As the name implies, an analog to digital converter (ADC) is an electronic device that converts continuous time-varying analog impulses into discrete-time digital signals that can be read readily by digital devices. It can be used in various electronic projects. ADC translates real-world physical quantities into a digital language that is utilized in control systems, data computing, data transfer, and information processing. An Analogue to Digital Converter, or ADC, is a data converter that converts an analogue signal into a binary code, allowing digital circuitry to interact with the real world.
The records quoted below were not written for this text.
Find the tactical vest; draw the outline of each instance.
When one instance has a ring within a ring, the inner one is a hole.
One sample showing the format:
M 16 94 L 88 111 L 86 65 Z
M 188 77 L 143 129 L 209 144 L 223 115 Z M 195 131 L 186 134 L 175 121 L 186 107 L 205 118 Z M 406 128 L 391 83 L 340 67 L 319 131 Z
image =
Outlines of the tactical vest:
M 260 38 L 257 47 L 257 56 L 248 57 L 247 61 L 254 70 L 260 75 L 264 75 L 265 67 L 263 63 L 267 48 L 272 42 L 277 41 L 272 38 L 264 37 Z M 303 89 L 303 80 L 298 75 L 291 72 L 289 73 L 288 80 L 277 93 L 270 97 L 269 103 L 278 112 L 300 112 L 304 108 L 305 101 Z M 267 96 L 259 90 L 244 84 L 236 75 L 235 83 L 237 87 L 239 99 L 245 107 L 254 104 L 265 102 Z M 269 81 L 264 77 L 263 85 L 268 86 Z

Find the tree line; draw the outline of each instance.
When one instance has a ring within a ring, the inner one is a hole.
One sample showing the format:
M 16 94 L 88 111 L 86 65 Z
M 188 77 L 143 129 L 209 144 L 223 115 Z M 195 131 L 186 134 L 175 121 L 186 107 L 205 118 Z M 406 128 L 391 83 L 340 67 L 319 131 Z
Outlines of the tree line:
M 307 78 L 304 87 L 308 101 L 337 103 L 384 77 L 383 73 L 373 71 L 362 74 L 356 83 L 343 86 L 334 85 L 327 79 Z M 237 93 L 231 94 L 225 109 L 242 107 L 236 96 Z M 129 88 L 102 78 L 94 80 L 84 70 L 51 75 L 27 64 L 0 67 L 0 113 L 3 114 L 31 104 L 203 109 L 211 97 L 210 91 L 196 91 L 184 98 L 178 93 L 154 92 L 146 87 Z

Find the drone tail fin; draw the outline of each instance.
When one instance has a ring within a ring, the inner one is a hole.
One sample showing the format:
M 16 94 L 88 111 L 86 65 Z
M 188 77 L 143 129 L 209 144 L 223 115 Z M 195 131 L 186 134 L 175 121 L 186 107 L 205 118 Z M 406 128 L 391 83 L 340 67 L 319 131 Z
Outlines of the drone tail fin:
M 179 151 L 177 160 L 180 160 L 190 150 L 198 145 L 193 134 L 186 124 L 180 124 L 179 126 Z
Microprocessor-controlled circuits, Arduinos, Raspberry Pis, and other digital logic circuits need Analogue-to-Digital Converters (ADCs) to connect with the outside world. Many digital systems interact with the environment by measuring the analogue signals from such transducers. In the real world/situations, analogue signals have continuously changing values that come from various sources and sensors that can measure sound, temperature, light, or movement, and many digital systems interact with the environment by measuring the analogue signals from such transducers.

When it comes to working with digital systems that communicate with real-time signals, analog-to-digital converters (ADCs) are critical components. With the Internet of Things (IoT) rapidly becoming part of everyday life, these digital devices have to be able to interpret real-world/time signals in order to reliably offer crucial information.

We’ll look at how ADCs function and the theory behind them.

How ADCs Work

Analog signals are signals that have a continuous sequence with continuous values in the real world (there are cases where it can be finite). Sound, light, temperature, and motion are all examples of these types of signals. The signal is broken into sequences that rely on the time series or sampling rate, while with a sequence of discrete values digital signals are represented.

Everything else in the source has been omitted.